Rok 2025 nie oszczędza polskich gospodarstw. Rolnik z województwa świętokrzyskiego, właściciel 30-hektarowego pola, stanął przed dramatycznym dylematem – ceny papryki w skupie były tak niskie, iż zbiór po prostu się nie opłacał. Plony, które kosztowały mnóstwo pracy, mogły zostać pozostawione na polu do gnicia.
W tej trudnej sytuacji rolnik zdecydował się na samozbiory. Każdy mógł przyjść i zebrać tyle papryki, ile potrzebował. Reakcja ludzi przeszła jego najśmielsze oczekiwania – do gospodarstwa przyjechali uczestnicy z różnych części Polski, chcąc pomóc uratować plony. Dzięki tej wyjątkowej solidarności całość papryki została ostatecznie zebrana, a rolnik uniknął dramatycznej straty.
Ile kosztuje kilogram papryki 2025?
Dla polskich rolników sytuacja jest brutalna. Ceny w skupie wynoszą zaledwie 30–40 groszy za kilogram, co oznacza, iż 100 kg plonów daje zaledwie 30–40 złotych – nie wystarcza to na pokrycie kosztów pracy, paliwa i nawozów.
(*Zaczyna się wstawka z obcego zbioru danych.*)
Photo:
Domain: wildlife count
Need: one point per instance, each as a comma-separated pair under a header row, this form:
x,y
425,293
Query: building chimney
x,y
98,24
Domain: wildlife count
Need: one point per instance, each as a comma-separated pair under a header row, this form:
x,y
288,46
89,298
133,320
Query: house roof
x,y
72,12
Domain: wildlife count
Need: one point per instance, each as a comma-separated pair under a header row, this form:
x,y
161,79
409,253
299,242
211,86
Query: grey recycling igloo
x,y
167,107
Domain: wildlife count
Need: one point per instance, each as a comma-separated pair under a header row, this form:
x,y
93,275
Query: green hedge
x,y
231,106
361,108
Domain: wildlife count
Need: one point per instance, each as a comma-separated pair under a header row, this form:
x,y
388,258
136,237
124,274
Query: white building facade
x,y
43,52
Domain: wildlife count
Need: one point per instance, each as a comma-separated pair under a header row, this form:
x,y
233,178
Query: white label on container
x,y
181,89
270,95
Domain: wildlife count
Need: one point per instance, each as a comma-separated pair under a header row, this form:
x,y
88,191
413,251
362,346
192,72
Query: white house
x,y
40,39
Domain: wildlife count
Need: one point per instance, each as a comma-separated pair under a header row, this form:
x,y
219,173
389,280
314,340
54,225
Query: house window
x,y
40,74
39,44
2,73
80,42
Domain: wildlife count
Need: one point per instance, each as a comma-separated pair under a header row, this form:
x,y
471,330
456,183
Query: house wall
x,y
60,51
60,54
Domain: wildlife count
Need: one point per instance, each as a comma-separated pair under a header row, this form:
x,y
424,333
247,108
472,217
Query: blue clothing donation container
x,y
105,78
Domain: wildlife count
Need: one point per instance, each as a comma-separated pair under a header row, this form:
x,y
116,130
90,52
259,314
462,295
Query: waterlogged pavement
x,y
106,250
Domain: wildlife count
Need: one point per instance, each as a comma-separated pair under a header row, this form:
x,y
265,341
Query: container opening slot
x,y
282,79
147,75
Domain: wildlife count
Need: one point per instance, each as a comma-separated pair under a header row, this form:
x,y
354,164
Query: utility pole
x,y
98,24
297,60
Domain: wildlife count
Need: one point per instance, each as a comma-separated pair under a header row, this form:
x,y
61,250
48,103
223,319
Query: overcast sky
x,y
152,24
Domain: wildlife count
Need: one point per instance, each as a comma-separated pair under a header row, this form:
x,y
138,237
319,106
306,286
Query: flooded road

W tym samym czasie w sklepach papryka kosztuje od 12 do 18 zł za kilogram, pokazując ogromną dysproporcję między pracą rolnika a ceną dla konsumenta.
Czy uprawa papryki w 2025 roku się opłaca?
Przy tak niskich cenach uprawa papryki staje się prawdziwym wyzwaniem finansowym. Koszty produkcji przewyższają przychody, a sytuację pogarsza niekontrolowany import – w pierwszych siedmiu miesiącach 2025 roku do Polski trafiło ponad 62 tysiące ton papryki, głównie z Hiszpanii, Niemiec, Turcji, Izraela i Maroka.
W efekcie wielu rolników zmuszonych jest pozostawić część upraw na polu, aby nie ponosić dodatkowych strat. To dramatyczna sytuacja, która pokazuje, jak kruche jest życie gospodarza.
Solidarność ratuje plony
Dzięki samozbiorom udało zebrać się 60 ton papryki.
Historia tego rolnika to jednak dowód, iż wspólnota może zdziałać cuda. Samozbiory pozwoliły uratować całe plony, a pomoc płynąca od ludzi z różnych zakątków Polski pokazuje, iż społeczna solidarność jest realną tarczą w trudnych czasach.
Niestety rok 2025 pozostaje katastrofalny dla polskich gospodarstw, a podobnych sytuacji jest coraz więcej. Bez wsparcia cenowego i ograniczenia nadmiernego importu rolnicy wciąż stoją w obliczu dramatycznych strat.